Fireworks are a staple of July 4th. The safest way to enjoy them is by going to a professional fireworks display in your neighborhood instead of lighting them at home. But if you decide to light your own and they are legal in your area, here are some tips to do it safely:
Never let children handle fireworks, and that includes pieces of already-ignited fireworks which can explode again at any time. Fireworks can cause eye injuries, hand/finger injuries, and burns to both adults and kids. This may surprise you, but sparklers and firecrackers are just as dangerous. If you’ve ever been to a parade, you’ve probably seen kids holding sparklers. Well, their parents may not realize that those sparklers can get as hot as 1,800°F--hot enough to cause third-degree burns. And sparklers are responsible for more than 1/4 of all fireworks-related emergency room visits, according to the National Fire Protection Association. If you let your child handle a sparkler, only do it outside and instruct them to keep it an arm’s length away, as it can burn their faces, hair, clothing, and even shoes.
Only buy legal fireworks. You can tell the difference by the label, so always read them. Legal fireworks have a label with a manufacturer and directions. Illegal fireworks have no label and go by names like Blockbuster and Quarterpounder. M-class fireworks, sometimes called M-80s or M-100s are especially dangerous, so avoid them. Store your fireworks in a cool, dry place. Never buy fireworks wrapped in brown paper, as this often means they were meant for professional fireworks displays and could be especially dangerous to laymen. Don’t attempt to make your own.

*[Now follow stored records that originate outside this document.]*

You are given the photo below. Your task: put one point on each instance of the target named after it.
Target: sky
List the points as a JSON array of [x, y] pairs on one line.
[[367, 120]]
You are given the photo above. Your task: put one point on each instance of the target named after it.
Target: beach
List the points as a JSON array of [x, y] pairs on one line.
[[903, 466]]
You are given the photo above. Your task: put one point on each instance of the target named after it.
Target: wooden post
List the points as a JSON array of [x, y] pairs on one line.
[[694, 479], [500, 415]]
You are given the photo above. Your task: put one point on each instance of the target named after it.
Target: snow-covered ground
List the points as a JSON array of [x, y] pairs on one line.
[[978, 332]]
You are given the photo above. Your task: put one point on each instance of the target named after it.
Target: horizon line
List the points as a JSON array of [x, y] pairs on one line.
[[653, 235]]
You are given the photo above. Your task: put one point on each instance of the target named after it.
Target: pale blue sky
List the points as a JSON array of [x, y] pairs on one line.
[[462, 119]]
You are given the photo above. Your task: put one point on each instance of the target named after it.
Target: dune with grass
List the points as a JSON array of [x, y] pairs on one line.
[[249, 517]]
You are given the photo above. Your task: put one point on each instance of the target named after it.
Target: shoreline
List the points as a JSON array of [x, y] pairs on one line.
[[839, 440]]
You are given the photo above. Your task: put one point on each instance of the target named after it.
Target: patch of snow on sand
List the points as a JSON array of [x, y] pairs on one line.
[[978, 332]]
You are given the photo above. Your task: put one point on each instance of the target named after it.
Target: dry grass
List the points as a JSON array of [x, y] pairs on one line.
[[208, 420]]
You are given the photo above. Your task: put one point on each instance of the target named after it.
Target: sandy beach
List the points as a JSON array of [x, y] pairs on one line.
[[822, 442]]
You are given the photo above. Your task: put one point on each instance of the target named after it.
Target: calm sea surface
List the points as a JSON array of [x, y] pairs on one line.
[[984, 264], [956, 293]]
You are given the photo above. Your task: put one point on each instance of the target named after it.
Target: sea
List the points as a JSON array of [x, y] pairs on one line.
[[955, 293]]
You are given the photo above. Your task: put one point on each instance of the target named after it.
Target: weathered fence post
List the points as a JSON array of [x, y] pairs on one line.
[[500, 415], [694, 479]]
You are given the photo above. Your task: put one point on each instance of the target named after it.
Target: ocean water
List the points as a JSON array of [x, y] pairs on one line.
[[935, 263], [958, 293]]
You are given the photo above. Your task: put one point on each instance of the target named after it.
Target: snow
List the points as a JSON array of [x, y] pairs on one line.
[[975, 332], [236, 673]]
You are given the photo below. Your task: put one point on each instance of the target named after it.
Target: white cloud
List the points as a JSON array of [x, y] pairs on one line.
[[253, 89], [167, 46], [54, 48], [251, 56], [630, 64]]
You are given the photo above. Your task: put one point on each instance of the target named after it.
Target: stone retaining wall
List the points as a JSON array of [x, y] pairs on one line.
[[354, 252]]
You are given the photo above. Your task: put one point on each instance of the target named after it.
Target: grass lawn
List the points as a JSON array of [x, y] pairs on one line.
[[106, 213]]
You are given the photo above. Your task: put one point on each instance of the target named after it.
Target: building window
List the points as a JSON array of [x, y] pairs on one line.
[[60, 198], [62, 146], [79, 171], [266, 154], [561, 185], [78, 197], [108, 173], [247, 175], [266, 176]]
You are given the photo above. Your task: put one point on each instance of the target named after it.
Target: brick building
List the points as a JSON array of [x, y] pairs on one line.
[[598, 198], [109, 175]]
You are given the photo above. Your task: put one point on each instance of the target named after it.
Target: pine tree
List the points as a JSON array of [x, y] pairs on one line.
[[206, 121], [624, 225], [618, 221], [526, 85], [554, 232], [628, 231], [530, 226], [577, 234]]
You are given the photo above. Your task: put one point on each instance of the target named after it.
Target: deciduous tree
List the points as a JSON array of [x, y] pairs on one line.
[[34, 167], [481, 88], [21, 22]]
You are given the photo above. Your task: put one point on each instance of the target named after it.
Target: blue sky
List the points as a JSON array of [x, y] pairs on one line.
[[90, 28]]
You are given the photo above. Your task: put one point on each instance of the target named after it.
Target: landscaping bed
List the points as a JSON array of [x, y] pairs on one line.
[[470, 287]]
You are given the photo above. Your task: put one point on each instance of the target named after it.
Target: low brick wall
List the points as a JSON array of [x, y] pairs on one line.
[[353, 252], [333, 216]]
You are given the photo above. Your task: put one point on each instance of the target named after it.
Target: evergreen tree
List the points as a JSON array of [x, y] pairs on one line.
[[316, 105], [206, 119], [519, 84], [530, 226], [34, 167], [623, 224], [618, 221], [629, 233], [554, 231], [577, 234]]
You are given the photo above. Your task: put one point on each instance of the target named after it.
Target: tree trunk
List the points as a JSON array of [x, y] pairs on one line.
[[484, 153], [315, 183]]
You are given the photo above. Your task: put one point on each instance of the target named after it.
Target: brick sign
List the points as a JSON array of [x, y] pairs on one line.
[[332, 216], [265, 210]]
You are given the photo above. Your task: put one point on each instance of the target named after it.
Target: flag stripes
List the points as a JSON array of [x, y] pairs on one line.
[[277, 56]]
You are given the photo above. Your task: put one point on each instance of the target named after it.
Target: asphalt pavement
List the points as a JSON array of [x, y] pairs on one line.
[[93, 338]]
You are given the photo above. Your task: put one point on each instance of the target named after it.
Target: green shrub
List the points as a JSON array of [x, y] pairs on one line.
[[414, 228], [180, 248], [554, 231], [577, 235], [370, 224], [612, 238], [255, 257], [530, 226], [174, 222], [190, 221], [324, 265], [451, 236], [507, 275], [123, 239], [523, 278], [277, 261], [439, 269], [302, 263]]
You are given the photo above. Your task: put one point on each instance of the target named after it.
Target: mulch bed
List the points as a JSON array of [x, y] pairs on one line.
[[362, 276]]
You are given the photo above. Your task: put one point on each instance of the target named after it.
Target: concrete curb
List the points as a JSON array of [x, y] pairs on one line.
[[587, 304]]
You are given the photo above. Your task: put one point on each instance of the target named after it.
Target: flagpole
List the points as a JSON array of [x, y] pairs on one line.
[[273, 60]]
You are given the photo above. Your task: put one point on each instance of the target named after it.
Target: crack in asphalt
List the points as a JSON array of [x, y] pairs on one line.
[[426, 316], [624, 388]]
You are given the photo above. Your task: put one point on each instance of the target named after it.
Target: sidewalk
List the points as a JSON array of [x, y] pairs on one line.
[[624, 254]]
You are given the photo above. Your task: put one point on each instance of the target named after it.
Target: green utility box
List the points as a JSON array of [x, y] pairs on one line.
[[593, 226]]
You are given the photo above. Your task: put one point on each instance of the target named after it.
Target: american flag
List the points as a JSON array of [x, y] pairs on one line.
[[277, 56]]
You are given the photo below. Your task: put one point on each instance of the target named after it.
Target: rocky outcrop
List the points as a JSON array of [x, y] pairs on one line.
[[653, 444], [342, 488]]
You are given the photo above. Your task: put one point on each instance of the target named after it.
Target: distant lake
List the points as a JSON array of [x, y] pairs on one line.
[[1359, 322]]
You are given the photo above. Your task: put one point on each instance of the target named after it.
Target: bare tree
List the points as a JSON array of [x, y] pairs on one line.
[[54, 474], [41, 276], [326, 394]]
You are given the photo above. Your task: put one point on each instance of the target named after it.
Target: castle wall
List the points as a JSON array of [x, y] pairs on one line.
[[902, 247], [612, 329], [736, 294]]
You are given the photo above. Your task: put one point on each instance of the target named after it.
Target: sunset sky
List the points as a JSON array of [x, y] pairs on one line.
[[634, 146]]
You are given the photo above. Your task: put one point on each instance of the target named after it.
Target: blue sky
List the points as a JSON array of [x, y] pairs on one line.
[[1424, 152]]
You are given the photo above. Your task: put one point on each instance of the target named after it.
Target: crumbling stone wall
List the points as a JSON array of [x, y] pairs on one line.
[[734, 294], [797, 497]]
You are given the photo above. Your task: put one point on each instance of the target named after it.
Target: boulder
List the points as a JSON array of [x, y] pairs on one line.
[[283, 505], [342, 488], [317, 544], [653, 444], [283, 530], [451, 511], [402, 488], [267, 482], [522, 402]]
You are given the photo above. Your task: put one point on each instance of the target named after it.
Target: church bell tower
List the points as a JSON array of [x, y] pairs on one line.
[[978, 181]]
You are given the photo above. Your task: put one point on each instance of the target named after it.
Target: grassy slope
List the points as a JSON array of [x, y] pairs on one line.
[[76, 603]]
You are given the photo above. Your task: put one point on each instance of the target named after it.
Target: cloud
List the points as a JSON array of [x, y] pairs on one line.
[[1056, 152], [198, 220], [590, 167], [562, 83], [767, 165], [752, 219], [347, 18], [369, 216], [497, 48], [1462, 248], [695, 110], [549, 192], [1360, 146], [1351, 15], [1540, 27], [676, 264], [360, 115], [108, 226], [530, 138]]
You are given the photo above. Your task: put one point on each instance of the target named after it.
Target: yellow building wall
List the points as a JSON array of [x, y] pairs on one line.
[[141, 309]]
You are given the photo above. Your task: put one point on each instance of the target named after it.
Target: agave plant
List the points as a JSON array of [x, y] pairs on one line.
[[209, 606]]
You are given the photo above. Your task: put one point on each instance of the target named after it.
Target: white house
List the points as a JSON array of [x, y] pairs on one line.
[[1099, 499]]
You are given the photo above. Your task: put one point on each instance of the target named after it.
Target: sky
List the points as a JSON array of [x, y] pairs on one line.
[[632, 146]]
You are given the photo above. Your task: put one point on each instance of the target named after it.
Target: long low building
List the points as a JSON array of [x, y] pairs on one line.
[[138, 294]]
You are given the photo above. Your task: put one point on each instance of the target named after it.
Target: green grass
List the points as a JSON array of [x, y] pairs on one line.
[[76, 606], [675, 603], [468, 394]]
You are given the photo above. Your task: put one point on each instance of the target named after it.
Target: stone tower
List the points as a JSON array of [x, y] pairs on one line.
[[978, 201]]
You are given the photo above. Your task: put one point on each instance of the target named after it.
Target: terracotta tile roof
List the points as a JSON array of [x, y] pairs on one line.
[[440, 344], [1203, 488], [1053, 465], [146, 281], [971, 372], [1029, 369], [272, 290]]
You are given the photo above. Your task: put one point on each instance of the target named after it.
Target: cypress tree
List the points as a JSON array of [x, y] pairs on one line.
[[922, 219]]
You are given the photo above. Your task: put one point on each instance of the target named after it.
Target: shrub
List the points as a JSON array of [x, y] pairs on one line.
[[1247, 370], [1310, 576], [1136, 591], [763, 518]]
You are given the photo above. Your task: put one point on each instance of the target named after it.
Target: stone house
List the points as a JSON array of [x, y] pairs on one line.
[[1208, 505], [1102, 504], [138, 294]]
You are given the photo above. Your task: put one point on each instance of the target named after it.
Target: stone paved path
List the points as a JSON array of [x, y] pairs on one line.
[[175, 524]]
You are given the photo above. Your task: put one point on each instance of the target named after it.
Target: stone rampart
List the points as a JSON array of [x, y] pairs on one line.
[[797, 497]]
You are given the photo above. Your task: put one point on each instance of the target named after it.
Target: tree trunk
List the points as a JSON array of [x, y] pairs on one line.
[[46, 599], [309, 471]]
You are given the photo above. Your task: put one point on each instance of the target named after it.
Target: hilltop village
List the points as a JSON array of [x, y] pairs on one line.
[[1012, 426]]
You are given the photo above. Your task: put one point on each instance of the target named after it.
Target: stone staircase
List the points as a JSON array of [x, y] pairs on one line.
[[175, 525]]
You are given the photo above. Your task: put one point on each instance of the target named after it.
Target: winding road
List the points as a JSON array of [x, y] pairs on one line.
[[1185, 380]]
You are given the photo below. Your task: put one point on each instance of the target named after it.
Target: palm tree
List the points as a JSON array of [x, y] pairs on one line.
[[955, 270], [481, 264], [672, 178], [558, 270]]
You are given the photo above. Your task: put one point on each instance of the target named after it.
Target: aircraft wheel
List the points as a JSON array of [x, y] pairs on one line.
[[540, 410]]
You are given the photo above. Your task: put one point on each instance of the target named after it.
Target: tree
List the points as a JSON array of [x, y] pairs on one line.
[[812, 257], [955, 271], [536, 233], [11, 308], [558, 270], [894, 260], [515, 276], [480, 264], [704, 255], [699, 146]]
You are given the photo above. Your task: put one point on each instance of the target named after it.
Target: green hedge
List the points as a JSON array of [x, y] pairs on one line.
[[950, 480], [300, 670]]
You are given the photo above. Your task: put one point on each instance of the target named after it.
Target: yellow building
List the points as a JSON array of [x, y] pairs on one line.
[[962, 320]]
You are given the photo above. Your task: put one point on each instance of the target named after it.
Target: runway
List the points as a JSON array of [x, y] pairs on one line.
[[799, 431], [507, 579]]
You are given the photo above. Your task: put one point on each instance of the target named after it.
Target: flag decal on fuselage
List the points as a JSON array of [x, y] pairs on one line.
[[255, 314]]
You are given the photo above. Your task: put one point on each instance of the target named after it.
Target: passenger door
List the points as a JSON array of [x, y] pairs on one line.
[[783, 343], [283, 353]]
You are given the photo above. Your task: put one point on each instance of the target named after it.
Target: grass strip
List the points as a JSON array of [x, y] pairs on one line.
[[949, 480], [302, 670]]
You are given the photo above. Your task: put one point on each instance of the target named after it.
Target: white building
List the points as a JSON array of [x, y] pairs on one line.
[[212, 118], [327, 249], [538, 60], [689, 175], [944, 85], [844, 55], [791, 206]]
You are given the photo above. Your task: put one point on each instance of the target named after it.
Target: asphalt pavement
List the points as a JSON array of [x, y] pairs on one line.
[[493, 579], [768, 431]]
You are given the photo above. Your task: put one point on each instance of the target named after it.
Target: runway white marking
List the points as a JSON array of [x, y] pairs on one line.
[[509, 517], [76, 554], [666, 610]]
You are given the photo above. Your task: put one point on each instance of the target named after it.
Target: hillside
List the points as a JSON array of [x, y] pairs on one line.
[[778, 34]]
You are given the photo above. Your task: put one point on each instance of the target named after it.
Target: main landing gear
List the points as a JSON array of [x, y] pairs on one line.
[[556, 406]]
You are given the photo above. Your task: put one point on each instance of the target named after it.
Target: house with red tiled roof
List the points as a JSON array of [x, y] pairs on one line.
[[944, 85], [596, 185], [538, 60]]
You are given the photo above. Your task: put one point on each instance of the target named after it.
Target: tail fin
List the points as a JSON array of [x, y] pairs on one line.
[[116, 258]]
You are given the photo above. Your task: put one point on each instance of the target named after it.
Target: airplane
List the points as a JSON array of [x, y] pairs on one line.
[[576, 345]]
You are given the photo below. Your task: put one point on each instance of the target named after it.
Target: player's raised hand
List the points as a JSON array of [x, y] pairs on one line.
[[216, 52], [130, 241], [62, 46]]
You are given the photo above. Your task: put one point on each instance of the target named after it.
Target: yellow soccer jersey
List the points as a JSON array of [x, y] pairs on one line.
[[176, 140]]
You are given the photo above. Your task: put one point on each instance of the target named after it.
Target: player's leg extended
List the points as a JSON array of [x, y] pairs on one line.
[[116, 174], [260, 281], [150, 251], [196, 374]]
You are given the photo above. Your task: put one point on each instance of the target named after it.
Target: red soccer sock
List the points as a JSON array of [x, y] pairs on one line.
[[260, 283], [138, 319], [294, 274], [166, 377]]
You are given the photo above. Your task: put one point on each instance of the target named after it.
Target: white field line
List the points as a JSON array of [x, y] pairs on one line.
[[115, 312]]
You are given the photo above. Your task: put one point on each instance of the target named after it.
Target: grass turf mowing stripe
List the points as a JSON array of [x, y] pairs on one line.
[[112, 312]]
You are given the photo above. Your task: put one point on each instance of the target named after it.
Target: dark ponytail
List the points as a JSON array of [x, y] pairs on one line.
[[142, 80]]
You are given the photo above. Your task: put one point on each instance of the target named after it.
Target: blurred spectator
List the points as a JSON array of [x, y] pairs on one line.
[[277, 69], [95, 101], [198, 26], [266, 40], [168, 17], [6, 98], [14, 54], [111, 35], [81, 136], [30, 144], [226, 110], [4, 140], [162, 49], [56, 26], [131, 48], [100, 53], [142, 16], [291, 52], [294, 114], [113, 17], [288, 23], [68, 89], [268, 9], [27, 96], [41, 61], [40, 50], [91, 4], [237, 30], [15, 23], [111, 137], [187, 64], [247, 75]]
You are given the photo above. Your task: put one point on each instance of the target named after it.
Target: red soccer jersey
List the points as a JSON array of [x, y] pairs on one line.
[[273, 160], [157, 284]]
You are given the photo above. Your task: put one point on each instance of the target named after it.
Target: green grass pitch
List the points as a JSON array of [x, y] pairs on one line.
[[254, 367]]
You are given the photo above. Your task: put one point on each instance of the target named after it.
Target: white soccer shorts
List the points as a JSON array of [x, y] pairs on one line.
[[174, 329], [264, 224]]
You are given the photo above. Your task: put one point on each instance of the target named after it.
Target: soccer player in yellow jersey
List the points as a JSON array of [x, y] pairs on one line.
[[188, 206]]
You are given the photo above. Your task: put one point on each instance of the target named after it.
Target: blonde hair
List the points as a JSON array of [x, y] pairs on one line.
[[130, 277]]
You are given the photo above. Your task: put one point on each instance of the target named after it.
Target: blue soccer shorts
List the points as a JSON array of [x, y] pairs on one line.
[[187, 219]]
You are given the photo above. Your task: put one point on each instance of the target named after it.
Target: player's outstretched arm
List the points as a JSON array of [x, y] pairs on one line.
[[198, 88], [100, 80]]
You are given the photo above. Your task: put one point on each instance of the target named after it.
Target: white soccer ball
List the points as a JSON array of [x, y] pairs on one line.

This may go without saying, but only light fireworks outside. Be sure to keep a hose nearby just in case. Fireworks are extremely flammable, so don’t light them in wooded areas, near brush or even near/pointed at homes. It is estimated that fireworks cause more than 50,000 fires a year. After you’ve set them off, soak the firework remnants in water for a couple of hours before disposing of them to prevent fires.
When setting them off, wear safety glasses. Bottle rockets in particular are known for shooting into people’s eyes, so protect yourself. Light one at a time--and never inside a container. Don’t carry them in your pocket, as the friction could cause them to ignite.
Never light them in your hand or stand over fireworks while lighting. Place them on the ground in an open area a safe distance away from people, cars, and buildings, and move back immediately after lighting. The bigger the firework, the bigger the space needed. And stay away from anyone else lighting fireworks. Never pick up or re-light a ‘dud’ firework that didn’t go off; it’s possible the fuse may be slow and could go off when you least expect it. Wait 20 minutes and soak a dud before attempting to handle it or dispose of it.
We urge you to think long and hard before you decide to light fireworks. Be respectful of your neighbors. And make sure your pets are inside. They could get hurt, and the noise could make them run off, especially since animals are already going to be on edge from all the noise of the holiday. Additionally, fireworks are often a trigger for veterans with PTSD, as the noise resembles the sounds of war. So just keep these in mind before setting them off in your neighborhood. Have a great Fourth of July!